Cheesy remembered sitting out in the garden of their house during the summertime. One summer she developed a passion for milkshakes and discovered that peanut butter and ground coffee beans go great with ice cream. Lying on the lawn chair, smelling the barbecue smoke, listening to the dogs’ collars jingle, feeling the sweat trickle down her back, the garden was an island on an island. She remembered looking at the sky through the apple tree leaves. It was so deep blue that you could almost reach up and touch it, like satin.

In their first house, Cheesy and her brother used to make umbrella forts on the porch when it rained. When it was sunny, they’d crawl along the fence to the neighbor’s house where their friends lived. Together they’d go to Trenholme Park and climb trees. Years later, the municipality set closing hours on the park to ward off teenage drinkers.

Montreal unfolds along Saint-Catherine Street. (Pumping life into a city, streets are nicknamed “arteries” for good reason.) Saint-Catherine’s starts off in the heart of big money and big houses, Westmount. The street flows east into the Dawson College ghetto, dotted with girls in miniskirts just discovering the world of cigarettes and pool halls. Then it runs through Concordia University’s territory. Cheap Chinese restaurants and low-rise buildings line the street.
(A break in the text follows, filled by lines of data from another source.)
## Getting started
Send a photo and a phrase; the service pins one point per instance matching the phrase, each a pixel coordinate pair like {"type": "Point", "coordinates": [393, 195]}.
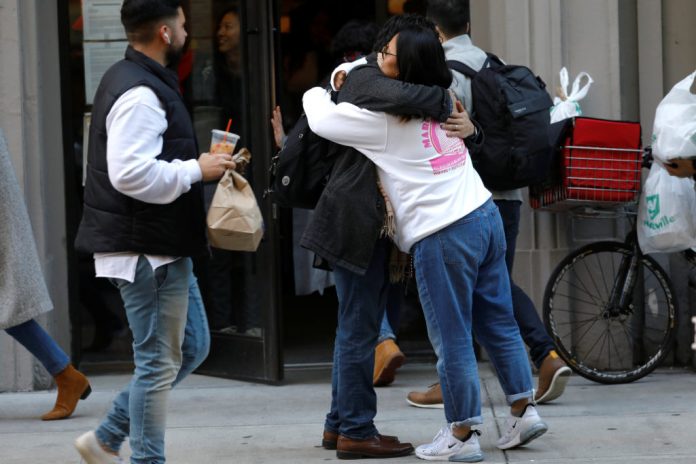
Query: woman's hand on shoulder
{"type": "Point", "coordinates": [459, 124]}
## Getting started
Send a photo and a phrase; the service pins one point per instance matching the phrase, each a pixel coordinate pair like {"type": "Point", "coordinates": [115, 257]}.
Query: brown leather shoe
{"type": "Point", "coordinates": [553, 377]}
{"type": "Point", "coordinates": [374, 447]}
{"type": "Point", "coordinates": [329, 439]}
{"type": "Point", "coordinates": [429, 399]}
{"type": "Point", "coordinates": [72, 387]}
{"type": "Point", "coordinates": [388, 358]}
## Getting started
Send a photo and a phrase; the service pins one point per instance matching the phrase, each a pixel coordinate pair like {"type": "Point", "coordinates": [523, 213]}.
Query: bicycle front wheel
{"type": "Point", "coordinates": [601, 343]}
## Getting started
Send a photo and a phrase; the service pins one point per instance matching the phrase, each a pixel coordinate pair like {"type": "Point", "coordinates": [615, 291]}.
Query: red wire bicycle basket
{"type": "Point", "coordinates": [599, 163]}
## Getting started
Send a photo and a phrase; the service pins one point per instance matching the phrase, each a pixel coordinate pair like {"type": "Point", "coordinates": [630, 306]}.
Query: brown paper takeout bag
{"type": "Point", "coordinates": [234, 218]}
Finally Saint-Catherine emerges into commercial downtown, harboring the underground city and spawning sidestreets filled with bars and businesses. A few churches stand watch like chaperones over men in designer suits and women in stilettos. The street slopes eastward and disintegrates into a strip of sleazy sex shops and art studios. It opens up into the Place des Arts, the district of open-air shows, opera concerts, and theatre performances. Beyond is Saint-Denis Street, where artsy professionals and carousing students bond over sangria.

Living in Montreal is like living in the head of a schizophrenic. A change of street, a change of lighting, a change of season is enough to renew your entire perspective. You think you’ve gotten to know Montreal. It laughs and throws a new personality in your face. Sure, many cities are multifaceted. But Montreal is denser. It’s swanky and sleazy, cultured and carefree, showy and secretive. Its strict Catholic past gave birth to a hedonistic rebel. It is utterly egotistical, but will give you anything you ask. True Montrealers are romantics – they believe in passion, be it the seductive or intellectual kind. What’s funny is that no one seems to love Montreal more than those who leave it. The most beautiful things are the ones just out of reach.